This is a single section from Chapter 14. Read the full chapter here.

Who will hold the power to make secondary legislation?

The person delegated a power to make secondary legislation must be appropriate having regard to the importance of the issues and the nature of any safeguards that are in place.

There are no absolute rules as to who should be delegated a power to make secondary legislation. Traditionally, secondary legislation is often made by the Governor-General in Council, on the advice of a Minister, or less commonly, is made by the relevant portfolio Minister(s). A power to make secondary legislation may also be delegated to an official or a Crown entity with the relevant technical expertise and accountability for the area of law, or to a local authority.

Key factors to take into account are the extent of policy or value judgements required, the expertise required of the person making the secondary legislation, the degree of political accountability required (reflected in the importance of the issues in question), and what safeguards would apply as a consequence (for example, disallowance, Cabinet scrutiny, or drafting and certification by the Parliamentary Counsel Office (PCO)).

The more significant the power, the more likely it is that it should be exercised by the Governor-General in Council. That will ensure that a full range of safeguards will apply (including Cabinet scrutiny and drafting and certification by the PCO). The more technical the exercise of the power, or the more limited the group it applies to, the more likely it is to be appropriate for delegation to another agency (see Chapter 18.2, which also deals with this issue).

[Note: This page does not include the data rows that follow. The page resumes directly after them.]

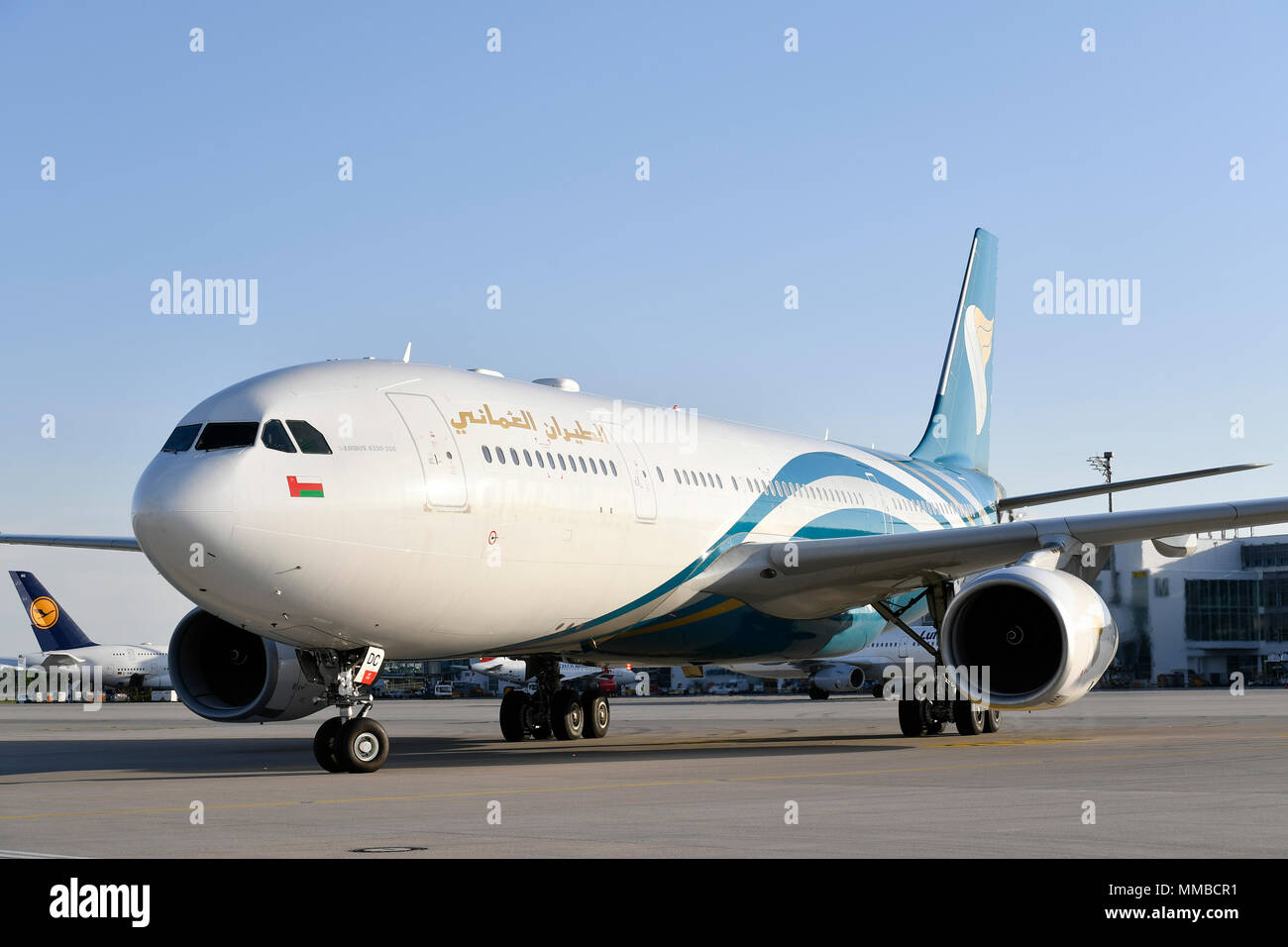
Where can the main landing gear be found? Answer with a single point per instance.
(927, 716)
(351, 742)
(922, 718)
(554, 710)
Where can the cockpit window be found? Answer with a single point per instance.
(275, 438)
(223, 434)
(308, 437)
(180, 438)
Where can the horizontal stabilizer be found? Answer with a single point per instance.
(1014, 502)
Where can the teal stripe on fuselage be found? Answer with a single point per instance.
(759, 628)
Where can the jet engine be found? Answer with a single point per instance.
(224, 673)
(1026, 638)
(837, 680)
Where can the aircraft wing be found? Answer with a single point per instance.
(127, 543)
(812, 579)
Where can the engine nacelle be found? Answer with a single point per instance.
(224, 673)
(1043, 637)
(838, 680)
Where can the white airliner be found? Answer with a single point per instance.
(864, 669)
(63, 643)
(325, 515)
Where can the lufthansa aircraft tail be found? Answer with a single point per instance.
(957, 433)
(55, 630)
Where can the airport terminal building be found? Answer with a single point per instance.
(1220, 609)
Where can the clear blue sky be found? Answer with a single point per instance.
(518, 169)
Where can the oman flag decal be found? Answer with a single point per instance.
(304, 486)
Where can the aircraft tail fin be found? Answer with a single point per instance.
(957, 433)
(54, 628)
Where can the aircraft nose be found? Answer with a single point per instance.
(181, 500)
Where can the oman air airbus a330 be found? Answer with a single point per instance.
(327, 515)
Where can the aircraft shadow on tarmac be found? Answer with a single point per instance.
(243, 757)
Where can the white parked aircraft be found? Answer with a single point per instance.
(63, 643)
(449, 513)
(864, 669)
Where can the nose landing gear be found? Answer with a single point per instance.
(351, 742)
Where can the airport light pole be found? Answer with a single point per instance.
(1104, 463)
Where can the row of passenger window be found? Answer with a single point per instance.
(219, 436)
(550, 459)
(695, 478)
(786, 488)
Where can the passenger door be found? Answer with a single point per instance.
(436, 449)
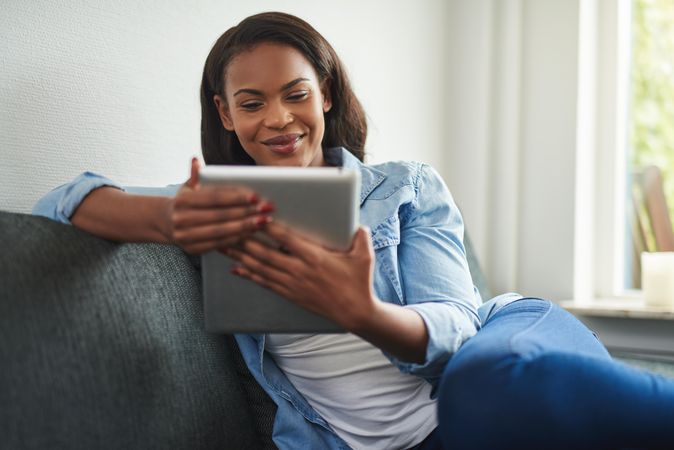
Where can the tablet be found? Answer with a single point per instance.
(320, 202)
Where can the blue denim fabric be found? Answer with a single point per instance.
(417, 234)
(534, 377)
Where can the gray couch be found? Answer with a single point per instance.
(102, 346)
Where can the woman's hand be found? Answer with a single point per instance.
(200, 219)
(334, 284)
(337, 285)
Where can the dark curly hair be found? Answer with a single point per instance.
(345, 124)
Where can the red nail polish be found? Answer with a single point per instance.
(266, 207)
(262, 220)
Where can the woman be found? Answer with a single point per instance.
(275, 93)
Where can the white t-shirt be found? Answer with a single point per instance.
(368, 402)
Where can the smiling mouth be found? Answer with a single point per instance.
(284, 144)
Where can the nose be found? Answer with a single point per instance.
(278, 116)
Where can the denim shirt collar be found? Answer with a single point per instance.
(370, 177)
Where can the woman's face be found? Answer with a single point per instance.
(275, 103)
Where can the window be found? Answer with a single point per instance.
(650, 134)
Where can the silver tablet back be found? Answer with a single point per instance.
(322, 203)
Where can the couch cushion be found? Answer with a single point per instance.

In practice, Cabinet is (almost) always involved before the Governor General makes secondary legislation, while the policy contained in secondary legislation made by a Minister is usually noted by Cabinet, if significant, in accordance with the requirements of the Cabinet Manual (see paragraphs 5.11, 5.12 and 5.13).

It is unusual to delegate a power to make secondary legislation outside of the Crown or public sector, such as to an industry or private body. In some situations however, (generally coregulatory or occupational regulatory regimes) non-Crown bodies have a recommendatory role in the making of secondary legislation by a Minister or an official, or may make secondary legislation that is conditional on approval by a Minister or an official.[1]

 

[1] See for example, rules made under section 67 of the Registered Architects Act 2005, and approved by the Minister under section 69 of that Act.